Et pourtant, il était une chose qui ressortait clairement de toutes ces immondes caricatures de sa vie... Est-ce qu'elle voulait être heureuse ? Est-ce qu'elle voulait ne plus rien demander, cesser de se rebeller contre l'univers ? Est-ce qu'elle voulait seulement remporter ses combats ? Que ferait-elle si cela arrivait ?
Savoir si elle accepterait de tomber amoureuse à nouveau n'était qu'un aspect de la question, c'était cela que ne comprenait pas Virasa...
Non, décidément, elle délirait, ce matin... Ah non, elle ne voulait pas être heureuse ? Ah non, elle ne voulait pas triompher ? Et que voulait-elle, alors ? Échouer, souffrir et s'accabler elle-même pour son incapacité à s'en sortir ? Comme maintenant ?
Depuis quand se posait-elle ce genre de questions, pour commencer ? Où était passé son naturel pragmatique ? C'était idiot, elle se détachait du monde réel et de ses nécessités à présent qu'elle ne savait plus quoi faire...

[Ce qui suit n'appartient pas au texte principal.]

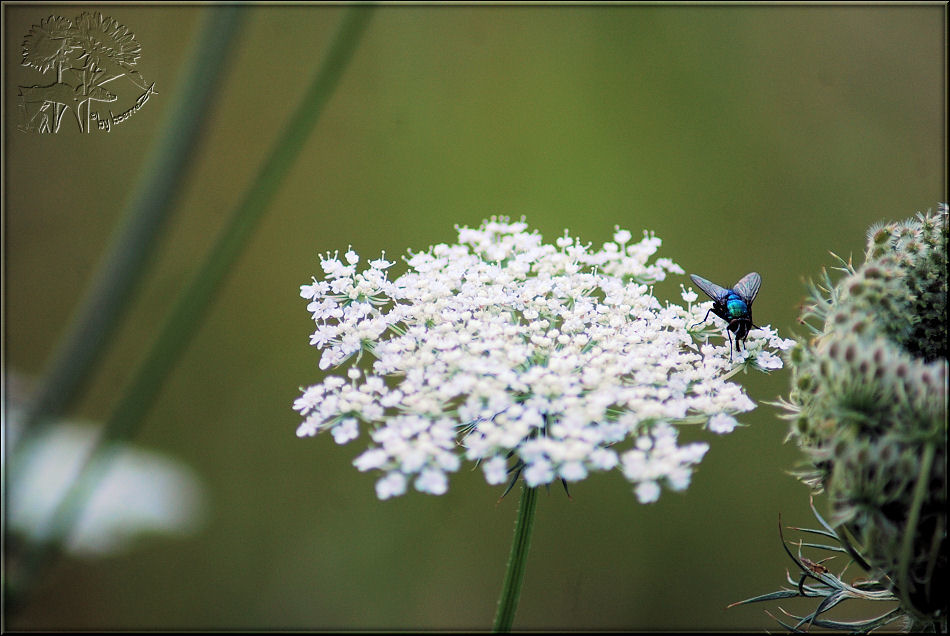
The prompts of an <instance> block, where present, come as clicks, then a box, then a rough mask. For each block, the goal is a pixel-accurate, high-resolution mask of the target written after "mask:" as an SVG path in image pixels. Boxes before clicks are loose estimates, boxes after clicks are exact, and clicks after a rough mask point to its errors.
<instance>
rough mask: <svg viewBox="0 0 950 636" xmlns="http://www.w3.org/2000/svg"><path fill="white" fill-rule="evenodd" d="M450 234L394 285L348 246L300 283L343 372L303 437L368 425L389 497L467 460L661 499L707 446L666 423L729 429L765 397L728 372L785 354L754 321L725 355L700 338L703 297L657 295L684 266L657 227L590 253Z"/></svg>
mask: <svg viewBox="0 0 950 636" xmlns="http://www.w3.org/2000/svg"><path fill="white" fill-rule="evenodd" d="M458 235H459V236H458V243H457V244H455V245H446V244H439V245H436V246H433V247H431V248H429V249H428V250H426V251H425V252H419V253H412V252H410V253H409V255H408V256H407V257H406V258H405V261H406V263H407V265H408V268H409V269H408V271H407V272H406V273H405V274H403V275H401V276H399V277H398V278H396V279H395V280H389V278H388V275H387V270H388V268H389V267H391V266H392V265H393V263H392V262H390V261H387V260H386V259H385V254H384V255H383V257H381V258H380V259H378V260H374V261H370V262H369V264H368V267H364V268H363V269H362V270H360V271H358V265H359V261H360V259H359V256H358V255H357V254H356V253H354V252H353V251H352V250H349V251H347V252H346V253H345V254H344V255H343V258H342V260H341V259H340V258H339V256H338V254H327V255H326V256H321V266H322V269H323V272H324V279H323V280H319V281H318V280H317V279H316V278H314V279H313V283H312V284H309V285H303V286H301V288H300V295H301V296H302V297H303V298H305V299H306V300H307V301H309V304H308V305H307V310H308V311H309V312H310V314H311V316H312V318H313V320H314V322H315V323H316V325H317V328H316V331H314V333H313V334H312V336H311V338H310V344H312V345H313V346H315V347H316V348H318V349H320V350H322V355H321V358H320V368H321V369H324V370H326V369H330V368H331V367H340V368H342V367H346V369H345V371H344V372H343V375H328V376H327V377H326V378H325V379H324V380H323V382H321V383H320V384H315V385H313V386H311V387H309V388H306V389H304V390H303V394H302V395H301V396H300V397H299V398H298V399H297V400H296V401H295V402H294V409H295V410H296V411H298V412H299V413H300V414H301V415H302V416H303V418H304V420H303V422H302V423H301V424H300V426H299V427H298V429H297V435H298V436H301V437H304V436H311V435H316V434H317V433H319V432H321V431H327V430H329V431H330V433H331V434H332V435H333V438H334V440H335V441H336V442H337V443H339V444H345V443H347V442H349V441H352V440H354V439H356V438H357V437H358V436H359V434H360V429H361V427H364V428H367V429H368V431H369V437H370V440H371V441H370V444H369V448H368V449H367V450H366V451H365V452H363V453H362V454H361V455H359V456H358V457H357V458H356V460H355V461H354V464H355V465H356V467H357V468H358V469H359V470H361V471H367V470H377V471H381V473H382V475H381V477H380V479H379V480H378V481H377V482H376V493H377V495H378V496H379V497H380V498H381V499H388V498H389V497H393V496H397V495H401V494H403V493H405V491H406V489H407V486H408V484H409V483H412V485H413V486H414V487H415V489H416V490H418V491H421V492H426V493H431V494H442V493H444V492H446V490H447V488H448V473H452V472H455V471H457V470H458V469H459V468H460V466H461V463H462V459H463V458H464V459H467V460H470V461H473V462H478V463H479V465H480V466H481V468H482V470H483V472H484V475H485V479H486V480H487V481H488V483H490V484H501V483H503V482H505V481H506V480H507V479H508V478H509V471H510V470H511V469H513V468H516V469H518V470H520V471H521V475H522V476H523V477H524V479H525V481H526V482H527V484H528V485H529V486H538V485H541V484H547V483H550V482H552V481H555V480H559V479H563V480H565V481H579V480H581V479H584V478H585V477H586V476H587V475H588V473H589V472H591V471H606V470H610V469H613V468H619V469H620V470H621V471H622V472H623V474H624V476H625V477H626V478H627V479H628V480H629V481H630V482H631V483H633V484H634V485H635V492H636V494H637V497H638V498H639V500H640V501H641V502H650V501H655V500H656V499H657V497H658V496H659V493H660V484H665V485H667V486H668V487H670V488H672V489H674V490H682V489H685V488H686V487H687V485H688V484H689V480H690V476H691V474H692V471H693V467H694V466H695V465H696V464H698V463H699V461H700V460H701V459H702V457H703V455H704V454H705V453H706V451H707V450H708V445H707V444H705V443H699V442H697V443H692V444H688V445H685V446H678V445H677V443H676V437H677V432H676V429H675V428H674V427H673V426H672V424H673V423H683V422H688V423H702V424H707V423H708V427H707V428H709V429H710V430H711V431H713V432H716V433H727V432H730V431H731V430H732V429H733V428H734V427H735V426H736V420H735V418H734V417H733V415H734V414H736V413H741V412H745V411H749V410H752V409H753V408H754V407H755V405H754V403H753V402H752V401H751V400H750V399H749V398H748V397H747V396H746V395H745V393H744V392H743V390H742V388H741V387H740V386H739V385H737V384H734V383H732V382H729V381H728V377H729V376H731V375H732V372H734V368H735V367H736V365H746V366H748V367H753V368H759V369H762V370H768V369H773V368H778V367H781V366H782V362H781V359H780V358H779V357H778V356H777V355H775V353H774V351H775V350H776V349H785V348H787V347H788V346H790V344H791V341H786V340H783V339H781V338H779V337H778V335H777V334H776V332H775V331H774V330H771V329H769V328H768V327H765V328H761V329H756V330H753V331H752V332H751V334H750V337H749V340H748V342H747V343H746V344H747V350H746V351H744V352H743V355H742V356H741V357H742V359H741V360H737V361H736V364H735V365H733V364H730V363H729V360H728V355H727V354H728V350H727V348H726V347H725V346H718V345H717V346H713V345H711V344H708V343H705V344H696V343H694V341H693V337H692V336H691V334H690V332H689V331H688V329H687V326H688V325H690V324H692V323H696V322H699V321H700V320H701V318H702V316H703V314H704V313H705V312H706V310H707V309H708V308H709V305H710V303H708V302H707V303H701V304H698V305H693V301H694V300H695V299H696V294H695V293H694V292H692V291H691V290H689V291H687V290H686V289H684V290H683V294H682V295H683V299H684V300H685V301H686V302H687V307H686V308H684V307H681V306H679V305H674V304H666V305H663V304H661V303H660V302H659V301H658V300H657V299H656V298H655V297H654V296H653V294H652V291H653V290H652V284H653V283H655V282H659V281H662V280H664V279H665V278H666V275H667V274H668V273H671V274H683V270H682V269H681V268H680V267H679V266H678V265H676V264H675V263H674V262H672V261H671V260H669V259H666V258H658V259H655V260H654V261H653V262H652V263H651V262H650V258H651V257H652V256H653V254H654V253H655V252H656V251H657V248H658V247H659V246H660V239H658V238H656V237H654V236H653V235H652V233H647V232H644V237H643V239H642V240H641V241H639V242H638V243H631V242H630V240H631V234H630V232H628V231H626V230H620V229H618V230H616V232H615V234H614V240H613V242H608V243H604V245H603V246H602V247H601V249H599V250H592V249H591V246H590V245H589V244H583V243H581V242H580V241H578V240H577V239H574V238H571V237H569V236H568V234H567V232H565V234H564V236H563V237H561V238H558V239H557V240H556V241H555V244H554V245H549V244H545V243H543V242H542V239H541V236H540V235H539V234H538V233H537V232H531V231H528V229H527V225H526V224H525V223H524V222H510V221H509V220H508V219H507V218H495V217H493V218H492V219H491V220H489V221H485V222H483V223H482V225H481V226H480V227H479V228H478V229H471V228H467V227H466V228H458ZM368 359H372V363H371V364H364V363H365V362H366V361H367V360H368ZM628 440H630V442H631V443H624V442H627V441H628Z"/></svg>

Elle devait retrouver son chemin.
Sev'rance se décida enfin à se lever et à aller ouvrir ses volets ; la maison était isolée au milieu de cette étrange forêt, Sev'rance ne se sentirait pas rassurée si elle vivait là comme Virasa... Elle estima que la matinée devait être déjà bien avancée. Elle descendit déjeuner, ne cessant de réfléchir à ce qu'il convenait de faire pour chasser ces doutes absurdes... Sa vie sur Tehirahs avait été une vie simple où elle et ses compagnons faisaient de leur mieux pour survivre et accomplir leur devoir ; elle se demandait aussi souvent ce qu'elle voulait pour cette galaxie, pourquoi elle combattait, mais jamais elle ne s'était réellement posée de questions sur ce qu'elle voulait pour sa propre personne... Même lorsqu'elle était tombée amoureuse de Safera, cela avait été un retournement aussi brutal qu'efficace ; elle s'était plusieurs fois demandée si elle ne faisait pas une erreur, mais elle avait aussi su qu'elle ne pouvait de toute façon pas résister à l'attraction que l'autre jeune femme exerçait sur elle.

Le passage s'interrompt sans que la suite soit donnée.